For autonomous systems why can't phase trajectories intersect each other? 
According to what I have learned, in an autonomous system the force acting on the particle does not depend on time. In the simplest case we can suppose that force depends only on position coordinate $q$. However, I can't understand why phase trajectory can't cut itself in such a situation (like in the diagram below). Can't $q(t+\Delta t)=q(t)$ and $v(t)=v(t+\Delta t)$ ?
For example in simple harmonic motion where $F=-kq$ the phase trajectory should cut itself because position and velocity do become equal to what they were at some previous time. Where am I going wrong?
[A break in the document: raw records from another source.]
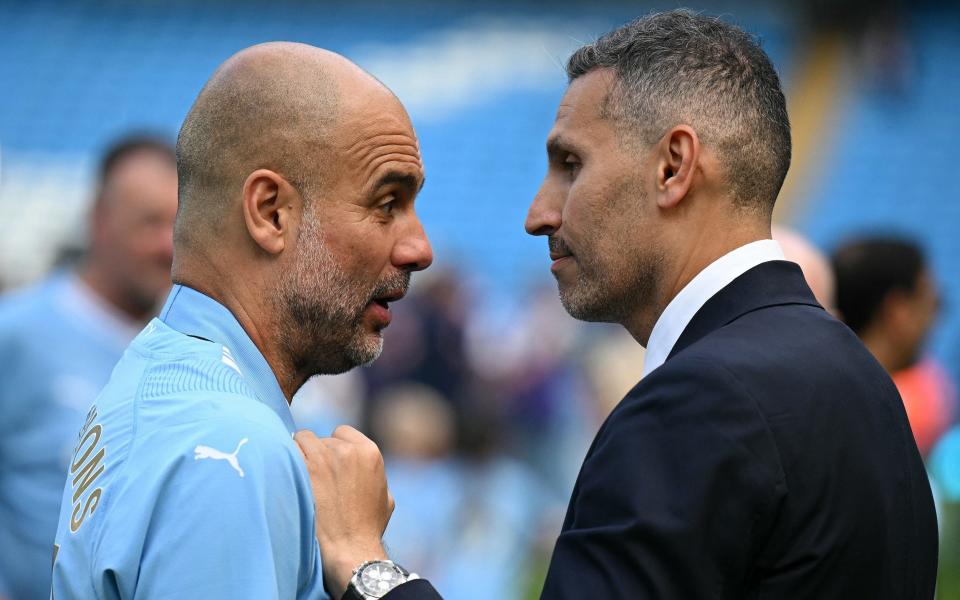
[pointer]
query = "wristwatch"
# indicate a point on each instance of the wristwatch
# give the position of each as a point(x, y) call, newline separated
point(374, 578)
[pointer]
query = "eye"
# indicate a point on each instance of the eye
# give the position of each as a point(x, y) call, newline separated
point(387, 206)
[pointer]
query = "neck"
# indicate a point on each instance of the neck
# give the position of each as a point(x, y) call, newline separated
point(101, 283)
point(702, 250)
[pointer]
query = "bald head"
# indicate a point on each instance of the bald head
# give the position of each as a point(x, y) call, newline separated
point(272, 106)
point(814, 264)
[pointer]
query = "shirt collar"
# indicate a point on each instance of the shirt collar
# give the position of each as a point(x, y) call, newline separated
point(716, 276)
point(193, 313)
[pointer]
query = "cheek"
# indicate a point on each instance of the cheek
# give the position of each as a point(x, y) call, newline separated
point(360, 254)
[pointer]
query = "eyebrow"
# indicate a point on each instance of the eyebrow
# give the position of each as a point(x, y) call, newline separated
point(406, 180)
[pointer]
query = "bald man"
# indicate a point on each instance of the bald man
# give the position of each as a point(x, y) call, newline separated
point(816, 267)
point(295, 230)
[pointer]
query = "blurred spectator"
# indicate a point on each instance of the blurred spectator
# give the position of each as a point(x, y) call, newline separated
point(458, 516)
point(888, 296)
point(59, 341)
point(816, 267)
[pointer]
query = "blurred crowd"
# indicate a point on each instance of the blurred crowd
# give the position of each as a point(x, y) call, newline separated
point(483, 415)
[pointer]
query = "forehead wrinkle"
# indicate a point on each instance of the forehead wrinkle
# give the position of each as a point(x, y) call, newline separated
point(402, 158)
point(362, 149)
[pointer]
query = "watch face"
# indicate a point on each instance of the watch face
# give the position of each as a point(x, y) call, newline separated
point(378, 578)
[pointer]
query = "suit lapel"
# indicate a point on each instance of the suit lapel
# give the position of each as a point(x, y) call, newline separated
point(773, 283)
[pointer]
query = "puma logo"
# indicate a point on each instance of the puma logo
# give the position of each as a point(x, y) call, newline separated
point(208, 452)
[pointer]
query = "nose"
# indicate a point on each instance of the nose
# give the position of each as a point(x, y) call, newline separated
point(413, 251)
point(543, 216)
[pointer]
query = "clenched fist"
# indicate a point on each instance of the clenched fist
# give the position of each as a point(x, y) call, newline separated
point(352, 499)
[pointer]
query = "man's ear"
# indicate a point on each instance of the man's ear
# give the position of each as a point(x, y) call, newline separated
point(268, 200)
point(677, 159)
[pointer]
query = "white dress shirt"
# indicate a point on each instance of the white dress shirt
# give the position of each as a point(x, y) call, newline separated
point(716, 276)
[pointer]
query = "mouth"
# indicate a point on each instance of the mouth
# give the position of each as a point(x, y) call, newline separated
point(384, 300)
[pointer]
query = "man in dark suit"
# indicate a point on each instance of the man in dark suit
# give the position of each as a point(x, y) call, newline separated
point(765, 454)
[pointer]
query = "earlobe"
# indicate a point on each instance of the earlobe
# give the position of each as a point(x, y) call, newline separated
point(678, 156)
point(266, 209)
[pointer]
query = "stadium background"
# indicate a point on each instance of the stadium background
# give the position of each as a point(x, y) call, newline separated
point(872, 88)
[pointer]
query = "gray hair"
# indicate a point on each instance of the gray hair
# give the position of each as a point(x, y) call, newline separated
point(682, 67)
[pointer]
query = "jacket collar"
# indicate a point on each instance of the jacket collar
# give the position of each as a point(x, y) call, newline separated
point(774, 283)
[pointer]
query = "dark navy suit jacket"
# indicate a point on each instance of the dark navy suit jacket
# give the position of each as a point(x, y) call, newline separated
point(769, 457)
 A: First of all, the coordinates in phase space are the generalized coordinates $q$ and the generalized momenta $p$, not the generalized velocities $\dot{q}$.  For Lagrangians with kinetic terms more complicated than $(1/2) m \dot{q}^2$, the two are not necessarily proportional.
But to answer your main question: phase-space trajectories certainly can intersect themselves.  As you said, a simple harmonic oscillator just wraps around the same closed curve in phase space over and over again.  But a trajectory can't cross itself - that is, you can't have two different curves that meet at a point and then go off in different directions, as you have in your diagram.  That's because for an autonomous system, a system's time evolution is determined entirely by its current location in phase space.  So if you're a given point in phase space, the next place you go is uniquely determined.  Two trajectories that meet at the same point in phase space are completely physically identical at that point, so they can't evolve in two different ways from identical initial conditions.
Another way of seeing this is that for an autonomous system, the time evolution can be visualized by a single-valued vector field on the phase space.  So if you're at a point in the phase space, you can only go in the direction pointed to by the vector field at that point.